Prerequisite; what you’ll need to install first

Before we can dig into the coding part we need to have some tooling installed first. I am going to use Visual Studio 2012 for this. There are however a lot of resources around that tells you how to use MonoGame with MonoDevelop on for instance a Mac.

All you really need to install if you already have Visual Studio 2012 installed is MonoGame. You can grab the latest version (3.0 Beta) over at the MonoGame CodePlex site.

After installing this you should be able to see the MonoGame (XAML) project template in the “New Project” dialog as seen in the image below.
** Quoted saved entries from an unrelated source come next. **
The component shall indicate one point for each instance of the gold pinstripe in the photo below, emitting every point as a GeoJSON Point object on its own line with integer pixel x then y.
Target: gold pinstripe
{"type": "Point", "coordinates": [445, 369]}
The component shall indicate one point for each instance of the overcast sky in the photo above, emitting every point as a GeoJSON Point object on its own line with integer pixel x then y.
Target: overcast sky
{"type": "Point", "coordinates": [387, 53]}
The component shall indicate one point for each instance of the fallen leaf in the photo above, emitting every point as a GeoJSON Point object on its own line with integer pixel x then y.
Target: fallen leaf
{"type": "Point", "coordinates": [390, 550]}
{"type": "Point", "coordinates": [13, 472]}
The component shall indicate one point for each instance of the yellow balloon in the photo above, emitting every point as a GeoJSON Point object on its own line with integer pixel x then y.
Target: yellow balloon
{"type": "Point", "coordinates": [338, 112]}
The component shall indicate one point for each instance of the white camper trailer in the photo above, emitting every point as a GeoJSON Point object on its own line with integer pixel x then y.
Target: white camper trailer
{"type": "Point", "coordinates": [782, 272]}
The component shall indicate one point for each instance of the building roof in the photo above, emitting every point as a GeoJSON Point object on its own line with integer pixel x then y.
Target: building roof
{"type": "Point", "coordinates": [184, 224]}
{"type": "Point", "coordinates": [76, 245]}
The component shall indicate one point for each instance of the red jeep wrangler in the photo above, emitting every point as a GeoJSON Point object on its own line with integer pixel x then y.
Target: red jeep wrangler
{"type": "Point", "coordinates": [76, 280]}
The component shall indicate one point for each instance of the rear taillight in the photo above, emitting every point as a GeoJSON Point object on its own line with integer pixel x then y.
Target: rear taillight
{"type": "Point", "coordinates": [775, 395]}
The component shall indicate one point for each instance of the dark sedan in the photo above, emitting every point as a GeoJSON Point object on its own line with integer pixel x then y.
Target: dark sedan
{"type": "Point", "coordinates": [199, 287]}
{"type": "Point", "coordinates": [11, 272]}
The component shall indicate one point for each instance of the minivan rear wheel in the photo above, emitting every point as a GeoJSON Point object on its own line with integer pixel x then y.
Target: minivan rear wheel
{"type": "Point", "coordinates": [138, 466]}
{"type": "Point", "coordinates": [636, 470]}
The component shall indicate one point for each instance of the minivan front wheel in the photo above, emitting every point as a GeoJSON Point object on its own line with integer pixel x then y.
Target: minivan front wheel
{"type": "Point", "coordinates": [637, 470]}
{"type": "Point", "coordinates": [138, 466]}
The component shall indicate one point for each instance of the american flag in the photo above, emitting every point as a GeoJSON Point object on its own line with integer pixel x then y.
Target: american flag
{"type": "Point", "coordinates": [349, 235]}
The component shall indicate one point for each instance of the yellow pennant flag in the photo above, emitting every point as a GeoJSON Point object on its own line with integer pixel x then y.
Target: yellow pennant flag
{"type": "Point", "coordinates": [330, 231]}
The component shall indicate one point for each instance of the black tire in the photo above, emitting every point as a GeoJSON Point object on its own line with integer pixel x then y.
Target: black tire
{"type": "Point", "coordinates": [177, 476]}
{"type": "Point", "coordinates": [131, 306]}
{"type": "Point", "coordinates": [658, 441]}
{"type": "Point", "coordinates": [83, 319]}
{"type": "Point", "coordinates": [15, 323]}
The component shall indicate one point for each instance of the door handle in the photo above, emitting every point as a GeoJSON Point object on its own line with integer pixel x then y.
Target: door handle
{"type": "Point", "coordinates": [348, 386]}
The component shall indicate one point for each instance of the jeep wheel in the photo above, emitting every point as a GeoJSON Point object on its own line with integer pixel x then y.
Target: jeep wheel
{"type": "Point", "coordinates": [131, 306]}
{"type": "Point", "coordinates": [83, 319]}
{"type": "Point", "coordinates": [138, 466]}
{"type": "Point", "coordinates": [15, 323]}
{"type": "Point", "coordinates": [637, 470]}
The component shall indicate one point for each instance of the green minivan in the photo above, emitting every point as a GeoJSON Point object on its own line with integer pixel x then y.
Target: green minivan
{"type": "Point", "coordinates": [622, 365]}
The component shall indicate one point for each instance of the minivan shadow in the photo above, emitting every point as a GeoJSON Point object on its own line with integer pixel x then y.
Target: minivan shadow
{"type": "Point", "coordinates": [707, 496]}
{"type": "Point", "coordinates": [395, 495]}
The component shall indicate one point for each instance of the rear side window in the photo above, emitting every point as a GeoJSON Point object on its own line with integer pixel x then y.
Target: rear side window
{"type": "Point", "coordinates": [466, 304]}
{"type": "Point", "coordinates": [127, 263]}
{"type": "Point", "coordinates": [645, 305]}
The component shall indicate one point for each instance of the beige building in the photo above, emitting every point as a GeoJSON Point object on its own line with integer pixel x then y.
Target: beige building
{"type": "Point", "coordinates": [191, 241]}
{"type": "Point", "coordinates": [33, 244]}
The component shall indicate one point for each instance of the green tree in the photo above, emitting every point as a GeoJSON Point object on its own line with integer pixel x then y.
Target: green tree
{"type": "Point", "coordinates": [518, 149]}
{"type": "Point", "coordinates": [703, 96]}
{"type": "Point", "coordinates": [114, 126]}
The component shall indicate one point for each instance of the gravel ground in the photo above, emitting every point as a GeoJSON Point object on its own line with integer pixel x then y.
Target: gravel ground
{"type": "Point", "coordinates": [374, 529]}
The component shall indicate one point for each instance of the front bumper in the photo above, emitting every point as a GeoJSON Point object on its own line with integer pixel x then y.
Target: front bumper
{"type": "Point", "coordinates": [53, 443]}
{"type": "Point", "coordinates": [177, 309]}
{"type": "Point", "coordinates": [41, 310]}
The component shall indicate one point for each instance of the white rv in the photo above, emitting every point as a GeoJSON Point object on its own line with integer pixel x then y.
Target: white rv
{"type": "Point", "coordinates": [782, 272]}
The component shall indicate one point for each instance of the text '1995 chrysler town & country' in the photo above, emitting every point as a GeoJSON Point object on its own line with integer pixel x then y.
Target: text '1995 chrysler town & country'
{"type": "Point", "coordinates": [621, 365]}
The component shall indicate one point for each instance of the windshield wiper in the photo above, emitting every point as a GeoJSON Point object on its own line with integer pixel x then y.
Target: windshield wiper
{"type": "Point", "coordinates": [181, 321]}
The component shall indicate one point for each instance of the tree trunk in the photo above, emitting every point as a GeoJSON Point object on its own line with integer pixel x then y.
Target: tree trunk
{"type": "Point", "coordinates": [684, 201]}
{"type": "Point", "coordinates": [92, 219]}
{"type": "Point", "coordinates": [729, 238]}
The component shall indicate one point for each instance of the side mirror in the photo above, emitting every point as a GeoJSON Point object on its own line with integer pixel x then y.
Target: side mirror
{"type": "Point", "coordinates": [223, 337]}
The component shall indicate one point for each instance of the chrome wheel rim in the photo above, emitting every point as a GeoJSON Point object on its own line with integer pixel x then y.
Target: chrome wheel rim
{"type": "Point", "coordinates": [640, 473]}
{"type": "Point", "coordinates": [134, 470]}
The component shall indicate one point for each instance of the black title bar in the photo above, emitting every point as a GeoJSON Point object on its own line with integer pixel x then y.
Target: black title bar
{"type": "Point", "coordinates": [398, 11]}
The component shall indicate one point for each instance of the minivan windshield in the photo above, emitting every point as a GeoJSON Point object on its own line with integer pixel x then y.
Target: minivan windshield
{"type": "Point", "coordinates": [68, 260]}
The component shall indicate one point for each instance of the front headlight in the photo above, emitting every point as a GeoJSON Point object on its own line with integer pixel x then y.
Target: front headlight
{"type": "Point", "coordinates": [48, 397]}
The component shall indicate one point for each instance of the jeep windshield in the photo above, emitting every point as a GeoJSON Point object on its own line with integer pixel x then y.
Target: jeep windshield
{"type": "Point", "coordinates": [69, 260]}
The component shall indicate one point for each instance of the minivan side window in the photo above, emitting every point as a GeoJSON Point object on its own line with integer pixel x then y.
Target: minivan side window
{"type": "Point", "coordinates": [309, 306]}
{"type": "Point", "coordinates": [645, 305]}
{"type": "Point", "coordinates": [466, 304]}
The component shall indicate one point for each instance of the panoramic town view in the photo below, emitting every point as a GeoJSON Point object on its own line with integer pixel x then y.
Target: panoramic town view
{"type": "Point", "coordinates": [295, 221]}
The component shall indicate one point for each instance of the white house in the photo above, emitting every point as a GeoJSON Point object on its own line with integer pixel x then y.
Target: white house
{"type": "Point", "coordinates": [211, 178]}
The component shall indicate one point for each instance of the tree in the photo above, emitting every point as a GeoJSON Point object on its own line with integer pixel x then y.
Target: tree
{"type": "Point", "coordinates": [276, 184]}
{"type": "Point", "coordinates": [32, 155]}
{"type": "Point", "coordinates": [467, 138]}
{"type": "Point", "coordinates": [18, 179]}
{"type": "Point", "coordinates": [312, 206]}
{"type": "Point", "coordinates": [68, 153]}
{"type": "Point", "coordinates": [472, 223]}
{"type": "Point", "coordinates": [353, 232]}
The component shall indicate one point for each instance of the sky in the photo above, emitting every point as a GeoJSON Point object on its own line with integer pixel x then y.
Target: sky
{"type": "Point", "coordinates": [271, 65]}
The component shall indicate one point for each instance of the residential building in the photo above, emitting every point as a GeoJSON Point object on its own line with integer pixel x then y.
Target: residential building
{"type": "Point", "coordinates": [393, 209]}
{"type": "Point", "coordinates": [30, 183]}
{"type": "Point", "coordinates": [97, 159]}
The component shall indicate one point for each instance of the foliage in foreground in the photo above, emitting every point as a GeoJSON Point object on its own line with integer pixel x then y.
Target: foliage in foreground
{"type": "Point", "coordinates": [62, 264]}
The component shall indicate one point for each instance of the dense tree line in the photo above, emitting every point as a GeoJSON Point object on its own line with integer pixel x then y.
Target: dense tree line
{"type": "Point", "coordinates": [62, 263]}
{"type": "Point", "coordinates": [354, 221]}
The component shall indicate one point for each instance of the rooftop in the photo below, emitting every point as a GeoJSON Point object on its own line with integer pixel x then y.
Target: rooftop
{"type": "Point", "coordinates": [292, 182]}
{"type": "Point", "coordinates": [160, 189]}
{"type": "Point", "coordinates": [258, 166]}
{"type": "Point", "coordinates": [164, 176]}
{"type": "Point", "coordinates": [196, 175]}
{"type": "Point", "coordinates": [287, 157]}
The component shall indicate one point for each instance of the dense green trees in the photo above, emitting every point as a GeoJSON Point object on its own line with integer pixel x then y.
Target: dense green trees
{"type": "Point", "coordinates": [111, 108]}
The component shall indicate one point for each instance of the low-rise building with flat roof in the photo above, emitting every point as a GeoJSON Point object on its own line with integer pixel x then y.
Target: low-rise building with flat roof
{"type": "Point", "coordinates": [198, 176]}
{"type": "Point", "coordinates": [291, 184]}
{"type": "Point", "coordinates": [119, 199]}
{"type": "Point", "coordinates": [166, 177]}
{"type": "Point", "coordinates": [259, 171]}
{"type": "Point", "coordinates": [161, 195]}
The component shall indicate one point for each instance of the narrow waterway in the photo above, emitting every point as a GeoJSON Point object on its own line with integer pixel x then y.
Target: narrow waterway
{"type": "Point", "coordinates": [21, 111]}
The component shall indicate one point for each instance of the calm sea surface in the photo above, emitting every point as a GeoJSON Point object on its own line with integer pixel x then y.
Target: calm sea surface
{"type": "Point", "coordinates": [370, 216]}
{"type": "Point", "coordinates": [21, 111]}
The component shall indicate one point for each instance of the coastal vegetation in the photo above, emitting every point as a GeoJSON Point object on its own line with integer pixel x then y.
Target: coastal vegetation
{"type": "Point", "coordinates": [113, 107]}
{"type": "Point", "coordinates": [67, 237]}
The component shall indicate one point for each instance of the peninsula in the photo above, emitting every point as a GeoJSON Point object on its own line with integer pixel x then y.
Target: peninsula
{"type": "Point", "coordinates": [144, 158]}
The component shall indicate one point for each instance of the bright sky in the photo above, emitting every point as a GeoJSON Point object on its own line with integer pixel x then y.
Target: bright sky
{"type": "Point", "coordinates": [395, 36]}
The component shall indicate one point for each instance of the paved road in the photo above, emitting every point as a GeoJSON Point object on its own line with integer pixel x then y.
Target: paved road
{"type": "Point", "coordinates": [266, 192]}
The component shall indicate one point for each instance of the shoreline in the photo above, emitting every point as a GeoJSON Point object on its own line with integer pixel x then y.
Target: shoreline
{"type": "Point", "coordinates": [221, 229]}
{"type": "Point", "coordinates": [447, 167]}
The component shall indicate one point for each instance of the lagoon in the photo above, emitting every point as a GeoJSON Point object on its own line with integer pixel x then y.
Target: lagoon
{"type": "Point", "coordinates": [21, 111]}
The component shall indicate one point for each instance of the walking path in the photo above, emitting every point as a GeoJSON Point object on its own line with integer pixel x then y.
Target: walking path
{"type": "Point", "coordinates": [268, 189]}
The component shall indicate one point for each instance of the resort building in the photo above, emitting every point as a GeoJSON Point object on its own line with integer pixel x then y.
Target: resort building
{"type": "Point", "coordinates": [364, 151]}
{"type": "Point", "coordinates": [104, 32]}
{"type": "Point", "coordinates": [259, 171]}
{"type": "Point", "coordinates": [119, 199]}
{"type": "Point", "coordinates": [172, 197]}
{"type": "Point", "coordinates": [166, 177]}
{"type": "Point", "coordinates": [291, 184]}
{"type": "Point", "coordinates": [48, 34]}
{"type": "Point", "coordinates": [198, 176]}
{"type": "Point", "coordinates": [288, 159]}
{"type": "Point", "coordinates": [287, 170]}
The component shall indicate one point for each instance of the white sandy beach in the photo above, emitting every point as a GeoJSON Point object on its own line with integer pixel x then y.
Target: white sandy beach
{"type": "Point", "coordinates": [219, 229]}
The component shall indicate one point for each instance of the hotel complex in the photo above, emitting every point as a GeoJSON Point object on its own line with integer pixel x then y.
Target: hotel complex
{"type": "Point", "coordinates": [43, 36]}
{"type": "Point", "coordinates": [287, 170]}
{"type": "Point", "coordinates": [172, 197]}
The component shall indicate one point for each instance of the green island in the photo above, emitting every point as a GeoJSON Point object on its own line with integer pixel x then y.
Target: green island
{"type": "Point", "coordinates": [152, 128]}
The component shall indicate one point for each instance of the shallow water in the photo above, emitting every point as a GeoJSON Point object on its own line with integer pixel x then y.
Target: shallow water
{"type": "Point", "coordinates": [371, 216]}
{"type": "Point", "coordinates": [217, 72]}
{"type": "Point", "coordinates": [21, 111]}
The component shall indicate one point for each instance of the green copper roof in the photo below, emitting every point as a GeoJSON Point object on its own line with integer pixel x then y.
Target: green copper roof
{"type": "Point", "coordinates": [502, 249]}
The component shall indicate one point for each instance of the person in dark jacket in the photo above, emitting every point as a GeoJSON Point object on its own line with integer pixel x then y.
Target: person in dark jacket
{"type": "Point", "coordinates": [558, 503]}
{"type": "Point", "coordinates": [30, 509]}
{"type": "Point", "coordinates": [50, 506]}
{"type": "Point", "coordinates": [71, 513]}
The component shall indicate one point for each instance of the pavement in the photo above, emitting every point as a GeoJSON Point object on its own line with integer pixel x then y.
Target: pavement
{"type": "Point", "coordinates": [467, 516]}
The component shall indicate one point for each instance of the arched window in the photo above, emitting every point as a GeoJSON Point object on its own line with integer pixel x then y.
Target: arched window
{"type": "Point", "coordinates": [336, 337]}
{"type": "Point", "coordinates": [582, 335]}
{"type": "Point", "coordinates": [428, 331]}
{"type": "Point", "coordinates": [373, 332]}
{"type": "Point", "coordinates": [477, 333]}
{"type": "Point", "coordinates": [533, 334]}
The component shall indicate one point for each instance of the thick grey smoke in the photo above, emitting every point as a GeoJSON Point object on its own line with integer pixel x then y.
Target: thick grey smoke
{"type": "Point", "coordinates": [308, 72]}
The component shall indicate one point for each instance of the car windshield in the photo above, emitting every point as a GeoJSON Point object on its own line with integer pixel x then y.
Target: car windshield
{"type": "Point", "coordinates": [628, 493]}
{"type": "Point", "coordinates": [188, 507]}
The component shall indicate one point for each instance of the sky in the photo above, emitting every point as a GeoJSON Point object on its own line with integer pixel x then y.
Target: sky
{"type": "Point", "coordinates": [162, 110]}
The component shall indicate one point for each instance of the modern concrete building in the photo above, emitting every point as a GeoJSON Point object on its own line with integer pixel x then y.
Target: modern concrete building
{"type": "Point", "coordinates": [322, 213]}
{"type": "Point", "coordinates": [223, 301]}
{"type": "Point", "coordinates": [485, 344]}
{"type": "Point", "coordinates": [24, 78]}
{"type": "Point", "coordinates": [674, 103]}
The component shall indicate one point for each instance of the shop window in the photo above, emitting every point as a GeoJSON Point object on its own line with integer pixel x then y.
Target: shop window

For those of you that don’t have a clue what MonoGame is, here’s a quote from their CodePlex site:

MonoGame is an Open Source implementation of the Microsoft XNA 4 Framework. Our goal is to allow XNA developers on Xbox 360, Windows & Windows Phone to port their games to the iOS, Android, Mac OS X, Linux and Windows 8 Metro. PlayStation Mobile development is currently in progress.

Amazing, isn’t it?

Even more Amazing is that they’re currently working on getting this to work with Windows Phone 8, which this post was initially going to be about but as the support isn’t in the stable release yet, we’ll take a look at that some other time. Tom Spilman tweeted a while back that he got MonoGame working on Windows Phone 8!

There’s actually one more thing that we will need to have installed and this is the XNA Game Studio. This is because we want to be able to add content (Textures and such) to the game. In order to create a Content project we need to create a Dummy XNA project (there might be a much easier way, then please enlighten me!).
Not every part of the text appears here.